MongoDB is a NoSQL database characterized by a lack of fixed columns and fixed tables. Instead, it has collections (which are similar to tables) and dynamic schemas. MongoDB is a document-oriented database that uses JSON documents.
Supported serviceslink
Fivetran supports two different MongoDB configurations:
Supported configurationslink
Fivetran supports the following MongoDB configurations:
Supportability Category | Supported Values | Notes |
---|---|---|
MongoDB database versions | 2.6+ | |
MongoDB Atlas database versions | 4.0+ | |
Node types | Electable, Read-Only, and Analytics | Configure read preference and tags based on the node type. |
Maximum throughput * | 5.0 MBps | |
Connector limit per database | 3 |
* Maximum throughput is your connector’s end-to-end update speed, measured in megabytes per second (MBps). We calculate the maximum throughput by averaging the number of rows synced per second during your connector’s last 3-4 syncs. To learn more about sync speed, see the Replication speeds section.
Network protocol | Supported Versions | Notes |
---|---|---|
Transport Layer Security (TLS) | TLS 1.0, TLS 1.1, TLS 1.2 | We can only support TLS versions that your corresponding version of the database supports. |
Known limitationslink
- Fivetran does not support Mongo tiers M0, M2, or M5 because MongoDB’s smaller managed tiers do not provide oplogs. We need oplogs to perform incremental updates.
- Fivetran does not support syncing multi-document transactions for connectors using oplogs for incremental updates.

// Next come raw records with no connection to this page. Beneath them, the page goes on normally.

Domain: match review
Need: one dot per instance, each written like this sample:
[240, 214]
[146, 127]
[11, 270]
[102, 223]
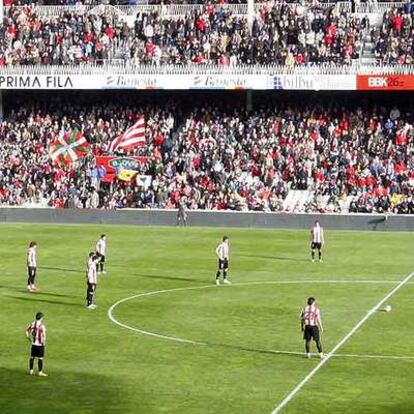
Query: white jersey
[311, 316]
[31, 257]
[36, 332]
[101, 246]
[222, 251]
[317, 234]
[91, 272]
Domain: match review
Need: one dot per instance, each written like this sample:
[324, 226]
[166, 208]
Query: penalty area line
[331, 354]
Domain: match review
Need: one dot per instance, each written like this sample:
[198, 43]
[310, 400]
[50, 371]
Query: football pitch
[165, 339]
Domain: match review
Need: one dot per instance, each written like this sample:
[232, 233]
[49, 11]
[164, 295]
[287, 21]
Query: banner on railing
[226, 81]
[385, 82]
[313, 82]
[110, 167]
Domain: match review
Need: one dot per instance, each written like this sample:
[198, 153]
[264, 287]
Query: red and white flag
[133, 137]
[68, 148]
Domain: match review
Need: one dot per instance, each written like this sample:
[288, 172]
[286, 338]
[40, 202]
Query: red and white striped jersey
[36, 331]
[101, 246]
[31, 257]
[91, 272]
[311, 316]
[222, 251]
[317, 234]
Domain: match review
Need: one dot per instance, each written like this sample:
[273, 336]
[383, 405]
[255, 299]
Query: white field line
[312, 373]
[361, 356]
[279, 352]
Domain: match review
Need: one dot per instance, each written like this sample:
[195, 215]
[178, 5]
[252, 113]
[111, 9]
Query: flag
[69, 147]
[127, 175]
[133, 137]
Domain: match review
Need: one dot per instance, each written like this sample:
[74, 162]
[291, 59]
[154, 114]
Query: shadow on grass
[61, 392]
[278, 258]
[24, 290]
[299, 355]
[184, 279]
[35, 297]
[60, 269]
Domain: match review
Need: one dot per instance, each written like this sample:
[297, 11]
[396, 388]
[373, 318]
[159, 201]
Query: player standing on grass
[91, 279]
[31, 266]
[317, 240]
[36, 334]
[222, 252]
[310, 320]
[100, 252]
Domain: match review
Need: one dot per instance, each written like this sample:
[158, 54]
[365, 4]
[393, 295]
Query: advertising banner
[222, 81]
[111, 167]
[313, 82]
[385, 82]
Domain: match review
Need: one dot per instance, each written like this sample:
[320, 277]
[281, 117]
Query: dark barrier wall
[209, 219]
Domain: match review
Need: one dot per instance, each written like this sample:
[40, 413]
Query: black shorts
[311, 332]
[223, 264]
[316, 246]
[101, 256]
[38, 351]
[31, 271]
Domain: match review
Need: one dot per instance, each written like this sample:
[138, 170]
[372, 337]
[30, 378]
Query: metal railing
[165, 10]
[118, 67]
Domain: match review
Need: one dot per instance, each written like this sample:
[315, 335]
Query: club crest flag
[68, 148]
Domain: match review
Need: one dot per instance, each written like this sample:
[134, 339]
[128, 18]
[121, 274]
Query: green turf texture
[97, 367]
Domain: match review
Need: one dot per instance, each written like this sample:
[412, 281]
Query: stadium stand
[286, 157]
[281, 34]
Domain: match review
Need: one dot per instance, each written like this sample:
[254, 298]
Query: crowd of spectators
[216, 157]
[281, 34]
[70, 39]
[393, 40]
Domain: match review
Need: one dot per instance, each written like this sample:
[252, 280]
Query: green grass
[97, 367]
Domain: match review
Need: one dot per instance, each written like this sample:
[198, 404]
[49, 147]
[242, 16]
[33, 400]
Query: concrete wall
[208, 219]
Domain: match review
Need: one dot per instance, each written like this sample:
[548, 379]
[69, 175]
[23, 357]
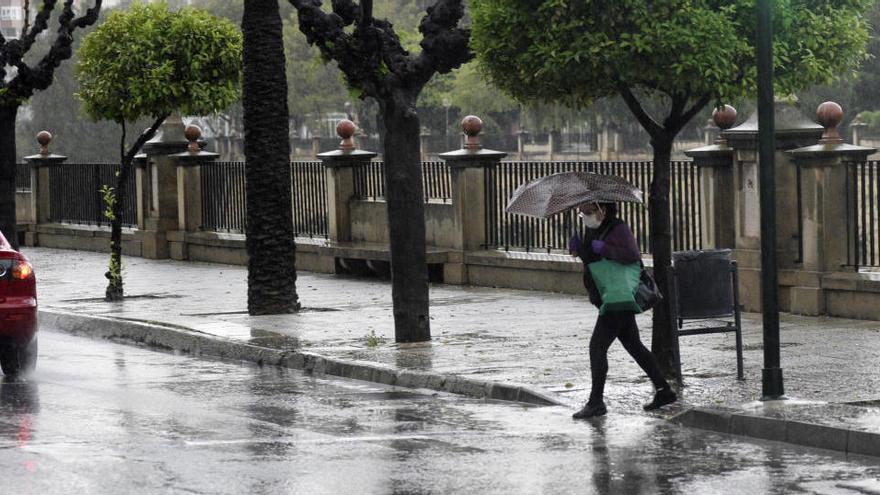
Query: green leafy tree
[22, 72]
[688, 53]
[149, 62]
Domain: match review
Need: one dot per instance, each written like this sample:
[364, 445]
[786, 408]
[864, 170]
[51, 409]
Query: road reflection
[19, 404]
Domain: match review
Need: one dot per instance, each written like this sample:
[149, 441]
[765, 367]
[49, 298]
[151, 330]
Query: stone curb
[733, 422]
[199, 343]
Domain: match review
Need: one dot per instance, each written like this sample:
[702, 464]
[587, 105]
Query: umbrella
[552, 194]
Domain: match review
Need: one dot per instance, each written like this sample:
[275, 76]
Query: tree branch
[691, 112]
[31, 79]
[444, 44]
[16, 49]
[649, 124]
[145, 136]
[27, 17]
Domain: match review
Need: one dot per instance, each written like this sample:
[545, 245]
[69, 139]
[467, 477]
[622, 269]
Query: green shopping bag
[617, 283]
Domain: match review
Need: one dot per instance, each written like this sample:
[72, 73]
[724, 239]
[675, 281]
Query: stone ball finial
[192, 133]
[829, 115]
[43, 139]
[346, 129]
[471, 126]
[724, 117]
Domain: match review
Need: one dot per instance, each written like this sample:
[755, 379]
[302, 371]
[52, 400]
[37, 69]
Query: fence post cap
[472, 154]
[347, 154]
[718, 154]
[829, 115]
[193, 154]
[346, 129]
[44, 157]
[168, 138]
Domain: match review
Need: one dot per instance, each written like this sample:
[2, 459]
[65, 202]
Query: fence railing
[865, 186]
[506, 231]
[309, 187]
[22, 177]
[224, 206]
[223, 197]
[369, 181]
[75, 194]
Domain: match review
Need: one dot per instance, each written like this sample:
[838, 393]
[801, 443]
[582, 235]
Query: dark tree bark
[406, 219]
[662, 137]
[376, 64]
[115, 290]
[21, 86]
[7, 173]
[270, 239]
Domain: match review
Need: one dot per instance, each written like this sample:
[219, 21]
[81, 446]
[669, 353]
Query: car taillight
[22, 270]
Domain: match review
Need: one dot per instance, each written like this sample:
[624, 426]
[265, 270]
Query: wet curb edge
[735, 422]
[199, 343]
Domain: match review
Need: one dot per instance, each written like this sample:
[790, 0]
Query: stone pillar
[716, 184]
[339, 169]
[468, 166]
[143, 193]
[160, 176]
[423, 144]
[40, 185]
[793, 130]
[189, 192]
[710, 132]
[521, 138]
[827, 220]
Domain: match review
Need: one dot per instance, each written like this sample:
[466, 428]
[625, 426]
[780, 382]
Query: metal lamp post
[771, 376]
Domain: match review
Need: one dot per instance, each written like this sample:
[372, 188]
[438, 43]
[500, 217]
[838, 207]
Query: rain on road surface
[101, 417]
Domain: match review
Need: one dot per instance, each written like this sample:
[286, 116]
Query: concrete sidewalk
[499, 343]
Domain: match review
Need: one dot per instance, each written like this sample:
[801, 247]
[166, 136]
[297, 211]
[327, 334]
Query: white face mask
[591, 221]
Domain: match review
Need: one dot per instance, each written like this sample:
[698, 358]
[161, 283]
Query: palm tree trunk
[406, 219]
[7, 174]
[661, 247]
[270, 240]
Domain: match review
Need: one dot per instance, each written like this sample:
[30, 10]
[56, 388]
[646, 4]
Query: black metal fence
[75, 194]
[22, 177]
[309, 187]
[506, 231]
[865, 184]
[369, 181]
[223, 197]
[224, 206]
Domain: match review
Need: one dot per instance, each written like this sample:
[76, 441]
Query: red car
[18, 311]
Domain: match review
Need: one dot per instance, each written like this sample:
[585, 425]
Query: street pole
[772, 373]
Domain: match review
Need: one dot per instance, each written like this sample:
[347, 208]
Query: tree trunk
[406, 219]
[661, 247]
[270, 241]
[115, 290]
[7, 174]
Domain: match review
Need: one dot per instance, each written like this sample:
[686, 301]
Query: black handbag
[647, 294]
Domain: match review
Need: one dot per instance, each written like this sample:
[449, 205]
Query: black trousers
[621, 326]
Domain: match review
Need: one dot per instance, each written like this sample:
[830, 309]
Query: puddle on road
[126, 298]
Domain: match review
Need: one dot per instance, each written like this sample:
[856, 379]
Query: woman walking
[608, 237]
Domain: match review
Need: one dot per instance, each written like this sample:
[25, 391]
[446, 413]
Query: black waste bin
[705, 287]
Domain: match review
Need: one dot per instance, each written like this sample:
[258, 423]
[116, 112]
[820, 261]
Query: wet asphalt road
[100, 417]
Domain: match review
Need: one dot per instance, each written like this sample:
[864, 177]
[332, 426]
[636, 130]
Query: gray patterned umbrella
[552, 194]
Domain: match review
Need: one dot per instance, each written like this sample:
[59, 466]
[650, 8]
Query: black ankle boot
[662, 397]
[591, 411]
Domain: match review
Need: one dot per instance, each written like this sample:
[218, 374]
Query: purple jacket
[620, 245]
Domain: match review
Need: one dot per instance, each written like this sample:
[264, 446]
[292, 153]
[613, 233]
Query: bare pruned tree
[19, 80]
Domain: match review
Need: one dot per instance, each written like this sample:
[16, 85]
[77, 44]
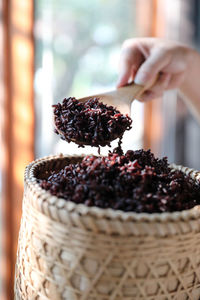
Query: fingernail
[141, 78]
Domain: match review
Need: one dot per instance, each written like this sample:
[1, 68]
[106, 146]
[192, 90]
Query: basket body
[73, 252]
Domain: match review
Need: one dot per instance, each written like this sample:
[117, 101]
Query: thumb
[130, 60]
[151, 67]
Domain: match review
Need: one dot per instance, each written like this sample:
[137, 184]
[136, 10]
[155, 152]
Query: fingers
[155, 63]
[149, 95]
[176, 80]
[130, 60]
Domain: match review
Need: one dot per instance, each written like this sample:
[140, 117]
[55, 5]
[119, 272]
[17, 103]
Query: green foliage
[84, 39]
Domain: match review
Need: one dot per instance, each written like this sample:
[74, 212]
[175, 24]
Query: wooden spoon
[120, 98]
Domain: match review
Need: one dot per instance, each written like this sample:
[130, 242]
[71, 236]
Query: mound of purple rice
[136, 181]
[90, 123]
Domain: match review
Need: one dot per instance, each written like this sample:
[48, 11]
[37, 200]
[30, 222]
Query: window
[77, 52]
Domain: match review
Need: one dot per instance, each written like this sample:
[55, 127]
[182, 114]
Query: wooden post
[17, 111]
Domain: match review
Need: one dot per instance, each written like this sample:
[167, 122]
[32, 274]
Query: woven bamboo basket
[74, 252]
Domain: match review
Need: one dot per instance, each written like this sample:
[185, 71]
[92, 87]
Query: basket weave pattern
[74, 252]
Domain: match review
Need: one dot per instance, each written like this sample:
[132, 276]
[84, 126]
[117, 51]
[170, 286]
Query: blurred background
[54, 49]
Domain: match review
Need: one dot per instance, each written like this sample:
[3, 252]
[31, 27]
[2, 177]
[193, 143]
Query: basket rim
[107, 213]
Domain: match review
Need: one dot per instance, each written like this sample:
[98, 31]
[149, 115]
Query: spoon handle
[131, 91]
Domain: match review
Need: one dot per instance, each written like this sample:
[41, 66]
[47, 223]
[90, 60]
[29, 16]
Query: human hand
[143, 59]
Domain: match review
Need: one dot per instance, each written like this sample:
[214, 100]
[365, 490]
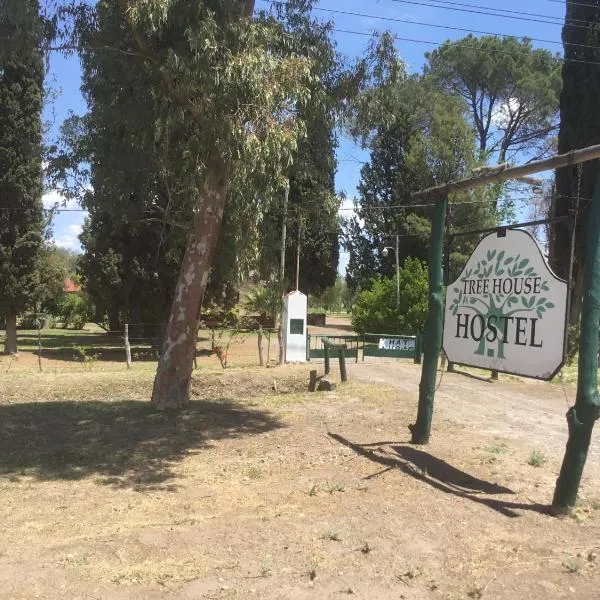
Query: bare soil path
[285, 495]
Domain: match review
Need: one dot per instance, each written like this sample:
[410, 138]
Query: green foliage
[152, 152]
[510, 90]
[265, 300]
[74, 311]
[313, 206]
[418, 137]
[22, 224]
[537, 459]
[375, 309]
[333, 299]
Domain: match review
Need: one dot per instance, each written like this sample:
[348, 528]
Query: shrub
[74, 310]
[375, 309]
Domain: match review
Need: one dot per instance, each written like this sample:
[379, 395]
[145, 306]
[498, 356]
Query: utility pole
[300, 228]
[286, 194]
[397, 272]
[434, 326]
[385, 252]
[582, 417]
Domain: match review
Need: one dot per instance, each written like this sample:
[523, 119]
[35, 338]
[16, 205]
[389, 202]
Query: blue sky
[64, 72]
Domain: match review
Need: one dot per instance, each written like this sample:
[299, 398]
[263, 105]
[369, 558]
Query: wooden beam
[561, 160]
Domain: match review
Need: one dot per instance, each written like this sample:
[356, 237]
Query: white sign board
[397, 344]
[507, 310]
[295, 308]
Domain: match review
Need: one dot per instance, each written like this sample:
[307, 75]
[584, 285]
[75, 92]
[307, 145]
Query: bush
[74, 310]
[375, 309]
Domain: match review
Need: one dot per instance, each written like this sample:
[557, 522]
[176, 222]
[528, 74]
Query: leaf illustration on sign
[506, 311]
[502, 300]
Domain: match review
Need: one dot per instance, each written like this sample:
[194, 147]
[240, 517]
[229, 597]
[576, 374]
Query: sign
[507, 310]
[397, 344]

- Fivetran does not support syncing non-materialized views.
Featureslink
Feature Name | Supported | Notes |
---|---|---|
Capture deletes | check | |
Custom data | check | All tables and fields |
Data blocking | check | Column level and table level |
Column hashing | check | |
Re-sync | check | Table level |
History | check | |
API configurable | check | |
Priority-first sync | ||
Fivetran data models | ||
Private networking | check | AWS PrivateLink (MongoDB on EC2 only) |
Setup guidelink
For specific instructions on how to set up your database, see the guide for your MongoDB configuration:
Sync overviewlink
Once Fivetran is connected to your MongoDB master database or read replica, we pull a full dump of all selected data from your database. The initial sync finishes when all collections that existed when the sync started have finished importing. In the meantime, we sync incoming changes to those collections as well. Once the initial sync is complete, we use your oplogs or change streams to pull all your new and changed data at regular intervals.
Pack modelink
Pack modes determine the form in which Fivetran delivers your data. You must choose a pack mode for each table you want Fivetran to sync. There are two pack modes - packed and unpacked.
Unpacked mode
By default, Fivetran unpacks one layer of nested fields and infer types.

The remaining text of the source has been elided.